Dr. Robert D. Atkinson is one of the country’s foremost thinkers on innovation economics. With has an extensive background in technology policy, he has conducted ground-breaking research projects on technology and innovation, is a valued adviser to state and national policy makers, and a popular speaker on innovation policy nationally and internationally. He is the author of "Innovation Economics: The Race for Global Advantage" (Yale, forthcoming) and "The Past and Future of America’s Economy: Long Waves of Innovation That Power Cycles of Growth" (Edward Elgar, 2005). Before coming to ITIF, Atkinson was Vice President of the Progressive Policy Institute and Director of PPI’s Technology & New Economy Project. Ars Technica listed Atkinson as one of 2009’s Tech Policy People to Watch. He has testified before a number of committees in Congress and has appeared in various media outlets including CNN, Fox News, MSNBC, NPR, and NBC Nightly News. He received his Ph.D. in City and Regional Planning from the University of North Carolina at Chapel Hill in 1989.
  • Liz

    Firstly thank you for this article and your impute.

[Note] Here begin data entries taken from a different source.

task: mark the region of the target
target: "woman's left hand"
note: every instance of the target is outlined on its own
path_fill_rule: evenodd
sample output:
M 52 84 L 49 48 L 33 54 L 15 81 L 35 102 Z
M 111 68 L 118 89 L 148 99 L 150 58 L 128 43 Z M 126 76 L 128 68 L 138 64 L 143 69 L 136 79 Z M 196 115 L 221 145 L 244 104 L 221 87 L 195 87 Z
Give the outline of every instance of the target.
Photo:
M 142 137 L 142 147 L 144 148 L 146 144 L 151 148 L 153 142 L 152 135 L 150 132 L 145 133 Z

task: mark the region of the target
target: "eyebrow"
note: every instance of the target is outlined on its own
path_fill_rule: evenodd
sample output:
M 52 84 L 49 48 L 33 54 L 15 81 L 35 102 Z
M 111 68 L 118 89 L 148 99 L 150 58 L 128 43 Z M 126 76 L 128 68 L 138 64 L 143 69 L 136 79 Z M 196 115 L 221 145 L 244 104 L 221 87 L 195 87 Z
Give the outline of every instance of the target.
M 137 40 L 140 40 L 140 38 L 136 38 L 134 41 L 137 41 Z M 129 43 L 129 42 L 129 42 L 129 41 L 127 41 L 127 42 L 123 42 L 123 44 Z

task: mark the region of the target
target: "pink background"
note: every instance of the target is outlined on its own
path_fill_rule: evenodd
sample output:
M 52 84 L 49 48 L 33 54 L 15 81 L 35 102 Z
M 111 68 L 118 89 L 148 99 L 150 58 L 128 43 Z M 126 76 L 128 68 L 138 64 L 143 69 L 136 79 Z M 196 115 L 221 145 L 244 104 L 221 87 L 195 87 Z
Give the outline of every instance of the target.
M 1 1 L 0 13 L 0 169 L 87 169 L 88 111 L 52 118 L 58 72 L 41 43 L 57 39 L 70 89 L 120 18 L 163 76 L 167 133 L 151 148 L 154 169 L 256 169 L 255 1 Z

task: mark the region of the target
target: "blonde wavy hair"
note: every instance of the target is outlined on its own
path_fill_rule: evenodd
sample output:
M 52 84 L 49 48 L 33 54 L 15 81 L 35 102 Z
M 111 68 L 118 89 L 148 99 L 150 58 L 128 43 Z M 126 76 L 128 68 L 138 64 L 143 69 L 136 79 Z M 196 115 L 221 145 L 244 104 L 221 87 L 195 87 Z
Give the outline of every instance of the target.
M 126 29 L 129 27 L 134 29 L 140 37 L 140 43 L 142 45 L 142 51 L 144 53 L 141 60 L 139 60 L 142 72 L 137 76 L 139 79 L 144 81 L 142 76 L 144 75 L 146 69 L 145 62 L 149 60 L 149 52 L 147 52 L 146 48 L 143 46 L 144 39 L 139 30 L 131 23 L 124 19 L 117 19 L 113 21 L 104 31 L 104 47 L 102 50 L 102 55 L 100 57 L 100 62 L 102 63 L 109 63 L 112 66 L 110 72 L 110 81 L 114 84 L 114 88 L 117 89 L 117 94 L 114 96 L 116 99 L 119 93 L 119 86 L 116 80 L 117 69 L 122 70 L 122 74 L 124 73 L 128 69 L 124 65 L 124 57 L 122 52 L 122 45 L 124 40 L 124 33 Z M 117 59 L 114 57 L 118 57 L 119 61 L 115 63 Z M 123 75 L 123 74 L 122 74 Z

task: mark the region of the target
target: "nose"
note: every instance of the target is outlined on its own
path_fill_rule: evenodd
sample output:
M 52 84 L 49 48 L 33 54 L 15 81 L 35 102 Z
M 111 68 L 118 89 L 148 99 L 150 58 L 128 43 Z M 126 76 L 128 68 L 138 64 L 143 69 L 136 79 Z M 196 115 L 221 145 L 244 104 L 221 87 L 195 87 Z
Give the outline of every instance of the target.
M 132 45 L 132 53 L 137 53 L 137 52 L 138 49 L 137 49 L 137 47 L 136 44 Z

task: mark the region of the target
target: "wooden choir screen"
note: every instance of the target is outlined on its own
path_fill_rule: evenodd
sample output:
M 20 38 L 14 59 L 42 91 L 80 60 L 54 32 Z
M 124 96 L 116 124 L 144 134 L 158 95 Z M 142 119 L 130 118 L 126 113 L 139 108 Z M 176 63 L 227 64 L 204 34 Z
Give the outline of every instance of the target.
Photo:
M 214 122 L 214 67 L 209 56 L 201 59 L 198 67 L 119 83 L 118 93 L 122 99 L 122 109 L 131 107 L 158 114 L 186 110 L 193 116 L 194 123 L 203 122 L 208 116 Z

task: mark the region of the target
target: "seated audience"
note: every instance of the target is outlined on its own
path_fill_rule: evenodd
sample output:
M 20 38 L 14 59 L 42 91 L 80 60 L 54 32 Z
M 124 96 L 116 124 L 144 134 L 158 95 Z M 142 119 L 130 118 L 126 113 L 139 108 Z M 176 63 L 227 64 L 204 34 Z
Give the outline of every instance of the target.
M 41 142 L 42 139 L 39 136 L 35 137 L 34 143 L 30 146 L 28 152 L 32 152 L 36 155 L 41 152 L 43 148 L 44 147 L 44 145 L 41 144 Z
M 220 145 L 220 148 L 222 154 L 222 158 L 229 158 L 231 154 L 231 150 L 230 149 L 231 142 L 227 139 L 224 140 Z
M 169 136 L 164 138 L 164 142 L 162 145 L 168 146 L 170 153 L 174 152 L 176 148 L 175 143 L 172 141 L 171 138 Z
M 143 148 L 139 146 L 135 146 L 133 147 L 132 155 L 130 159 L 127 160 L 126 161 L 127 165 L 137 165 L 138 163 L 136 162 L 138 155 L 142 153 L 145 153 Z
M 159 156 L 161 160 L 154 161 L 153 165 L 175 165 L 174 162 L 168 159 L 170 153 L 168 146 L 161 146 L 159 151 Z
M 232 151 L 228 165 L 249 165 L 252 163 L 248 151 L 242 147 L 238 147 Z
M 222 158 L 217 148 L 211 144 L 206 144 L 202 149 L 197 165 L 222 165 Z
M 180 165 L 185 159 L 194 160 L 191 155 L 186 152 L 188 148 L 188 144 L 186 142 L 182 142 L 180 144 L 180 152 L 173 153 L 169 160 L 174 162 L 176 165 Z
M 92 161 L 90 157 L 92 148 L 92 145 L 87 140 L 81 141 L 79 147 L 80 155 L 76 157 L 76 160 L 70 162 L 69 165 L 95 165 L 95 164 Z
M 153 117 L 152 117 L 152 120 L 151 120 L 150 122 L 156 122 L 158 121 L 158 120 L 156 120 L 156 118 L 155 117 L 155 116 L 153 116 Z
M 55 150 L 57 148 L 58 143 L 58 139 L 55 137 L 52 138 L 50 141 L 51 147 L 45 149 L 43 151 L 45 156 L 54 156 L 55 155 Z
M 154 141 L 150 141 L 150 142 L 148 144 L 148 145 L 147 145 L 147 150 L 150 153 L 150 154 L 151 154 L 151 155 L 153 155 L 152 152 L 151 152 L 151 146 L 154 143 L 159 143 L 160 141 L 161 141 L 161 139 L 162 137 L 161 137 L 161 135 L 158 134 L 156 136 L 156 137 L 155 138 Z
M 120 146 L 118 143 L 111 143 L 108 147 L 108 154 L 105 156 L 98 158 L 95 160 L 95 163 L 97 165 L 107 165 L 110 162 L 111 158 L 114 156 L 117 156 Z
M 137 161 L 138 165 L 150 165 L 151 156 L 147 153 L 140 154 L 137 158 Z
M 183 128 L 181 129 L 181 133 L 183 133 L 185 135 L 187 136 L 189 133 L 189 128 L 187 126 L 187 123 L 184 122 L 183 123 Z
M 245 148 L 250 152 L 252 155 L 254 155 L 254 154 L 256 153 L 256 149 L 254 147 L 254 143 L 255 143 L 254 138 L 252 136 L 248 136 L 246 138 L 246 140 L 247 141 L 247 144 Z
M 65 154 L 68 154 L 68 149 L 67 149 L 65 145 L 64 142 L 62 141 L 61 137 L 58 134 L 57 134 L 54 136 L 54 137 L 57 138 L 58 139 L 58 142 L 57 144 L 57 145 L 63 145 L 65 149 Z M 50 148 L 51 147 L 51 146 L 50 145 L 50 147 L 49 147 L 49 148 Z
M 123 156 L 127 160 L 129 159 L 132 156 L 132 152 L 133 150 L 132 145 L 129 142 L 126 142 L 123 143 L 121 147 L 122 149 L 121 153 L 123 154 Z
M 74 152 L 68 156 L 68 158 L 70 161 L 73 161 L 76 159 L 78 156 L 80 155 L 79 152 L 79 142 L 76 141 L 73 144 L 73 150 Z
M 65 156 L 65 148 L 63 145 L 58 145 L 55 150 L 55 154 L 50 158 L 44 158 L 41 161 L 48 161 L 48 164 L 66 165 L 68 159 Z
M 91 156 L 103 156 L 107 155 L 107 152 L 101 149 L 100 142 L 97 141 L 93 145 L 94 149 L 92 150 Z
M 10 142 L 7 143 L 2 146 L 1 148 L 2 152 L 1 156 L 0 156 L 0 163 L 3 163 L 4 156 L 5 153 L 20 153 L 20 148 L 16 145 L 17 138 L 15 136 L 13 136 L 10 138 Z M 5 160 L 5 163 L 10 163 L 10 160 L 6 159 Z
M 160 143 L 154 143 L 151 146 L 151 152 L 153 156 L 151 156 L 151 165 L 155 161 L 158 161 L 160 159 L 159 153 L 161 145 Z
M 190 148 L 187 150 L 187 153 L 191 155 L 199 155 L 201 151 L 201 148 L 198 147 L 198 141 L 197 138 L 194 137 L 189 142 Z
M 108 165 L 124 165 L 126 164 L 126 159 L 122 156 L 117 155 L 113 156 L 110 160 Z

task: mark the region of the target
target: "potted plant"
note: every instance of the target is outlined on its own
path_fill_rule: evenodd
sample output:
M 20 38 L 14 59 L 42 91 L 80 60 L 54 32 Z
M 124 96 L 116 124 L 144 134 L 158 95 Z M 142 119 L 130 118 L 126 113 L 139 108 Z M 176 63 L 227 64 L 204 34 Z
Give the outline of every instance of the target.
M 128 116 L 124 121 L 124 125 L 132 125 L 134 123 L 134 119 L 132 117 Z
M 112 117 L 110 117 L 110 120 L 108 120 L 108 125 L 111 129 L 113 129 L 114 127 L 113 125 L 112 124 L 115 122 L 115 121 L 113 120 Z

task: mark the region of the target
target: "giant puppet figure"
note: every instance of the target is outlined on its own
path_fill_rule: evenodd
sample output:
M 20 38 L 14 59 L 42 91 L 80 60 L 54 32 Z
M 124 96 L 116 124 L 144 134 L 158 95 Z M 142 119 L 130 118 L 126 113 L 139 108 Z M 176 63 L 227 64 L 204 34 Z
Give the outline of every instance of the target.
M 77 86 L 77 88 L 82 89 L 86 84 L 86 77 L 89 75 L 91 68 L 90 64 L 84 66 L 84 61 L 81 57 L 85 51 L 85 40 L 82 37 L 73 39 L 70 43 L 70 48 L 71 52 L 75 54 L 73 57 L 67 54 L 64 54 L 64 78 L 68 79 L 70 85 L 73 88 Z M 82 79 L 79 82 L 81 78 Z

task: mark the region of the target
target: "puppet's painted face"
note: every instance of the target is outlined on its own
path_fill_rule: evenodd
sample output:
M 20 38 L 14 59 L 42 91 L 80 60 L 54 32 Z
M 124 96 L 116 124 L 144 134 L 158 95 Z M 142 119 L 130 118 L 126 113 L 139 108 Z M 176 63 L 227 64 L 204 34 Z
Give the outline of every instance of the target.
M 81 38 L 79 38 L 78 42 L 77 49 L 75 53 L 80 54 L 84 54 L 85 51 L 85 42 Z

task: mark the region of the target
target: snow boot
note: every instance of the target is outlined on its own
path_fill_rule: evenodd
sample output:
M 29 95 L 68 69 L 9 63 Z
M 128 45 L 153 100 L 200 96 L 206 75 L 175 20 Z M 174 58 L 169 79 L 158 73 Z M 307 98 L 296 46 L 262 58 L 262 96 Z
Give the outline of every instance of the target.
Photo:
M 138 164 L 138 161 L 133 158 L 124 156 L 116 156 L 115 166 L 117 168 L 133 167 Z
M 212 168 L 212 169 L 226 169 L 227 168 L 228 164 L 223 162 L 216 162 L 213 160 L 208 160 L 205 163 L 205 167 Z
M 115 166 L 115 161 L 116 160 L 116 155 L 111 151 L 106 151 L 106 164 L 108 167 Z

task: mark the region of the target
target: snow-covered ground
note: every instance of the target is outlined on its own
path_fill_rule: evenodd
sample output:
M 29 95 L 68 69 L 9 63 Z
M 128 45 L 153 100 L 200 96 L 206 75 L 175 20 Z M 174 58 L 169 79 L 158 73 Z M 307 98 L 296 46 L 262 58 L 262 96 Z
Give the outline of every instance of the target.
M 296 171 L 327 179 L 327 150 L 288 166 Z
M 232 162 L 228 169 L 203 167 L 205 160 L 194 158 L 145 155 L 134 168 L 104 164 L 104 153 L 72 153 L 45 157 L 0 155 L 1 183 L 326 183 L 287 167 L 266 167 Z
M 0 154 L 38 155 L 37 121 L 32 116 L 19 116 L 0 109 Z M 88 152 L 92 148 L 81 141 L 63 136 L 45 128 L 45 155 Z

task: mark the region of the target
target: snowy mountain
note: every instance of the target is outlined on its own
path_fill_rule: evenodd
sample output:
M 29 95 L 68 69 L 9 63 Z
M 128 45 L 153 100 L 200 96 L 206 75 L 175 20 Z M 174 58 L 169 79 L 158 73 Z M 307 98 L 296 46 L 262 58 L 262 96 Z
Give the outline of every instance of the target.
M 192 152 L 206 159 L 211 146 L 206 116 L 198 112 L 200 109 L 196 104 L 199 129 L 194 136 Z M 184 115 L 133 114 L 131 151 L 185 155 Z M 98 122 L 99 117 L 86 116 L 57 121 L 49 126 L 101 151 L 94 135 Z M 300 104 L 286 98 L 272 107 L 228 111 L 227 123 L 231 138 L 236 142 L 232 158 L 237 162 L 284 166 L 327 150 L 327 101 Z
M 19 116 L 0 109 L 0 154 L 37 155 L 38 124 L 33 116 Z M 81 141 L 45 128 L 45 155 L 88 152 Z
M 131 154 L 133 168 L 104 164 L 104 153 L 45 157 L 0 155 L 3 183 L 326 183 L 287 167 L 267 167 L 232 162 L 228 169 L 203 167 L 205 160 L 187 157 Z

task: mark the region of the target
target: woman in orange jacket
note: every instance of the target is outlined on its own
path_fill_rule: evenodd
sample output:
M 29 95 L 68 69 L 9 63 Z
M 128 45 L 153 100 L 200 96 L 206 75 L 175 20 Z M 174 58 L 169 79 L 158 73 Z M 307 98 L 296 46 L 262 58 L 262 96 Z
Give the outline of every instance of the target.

I have a question concerning where you’ve pointed out that China’s actions “…. distort global trade, hurt the U.S. economy and advance their domestic economic interests.”, wouldn’t it be reasonable to assume that the advancement of one’s country’s domestic economic interests is desirable? Meaning that just because others lose, why should the IMF halt this prosperity for one country? The United States doesn’t manufacture nearly as much as China, so China taking on that role is in accordance with Ricardo’s comparative advantage. I don’t mean this with any disrespect if it sounds that way, I am really curious why the United States should be so offended by China if it is really the better manufacturer for the world.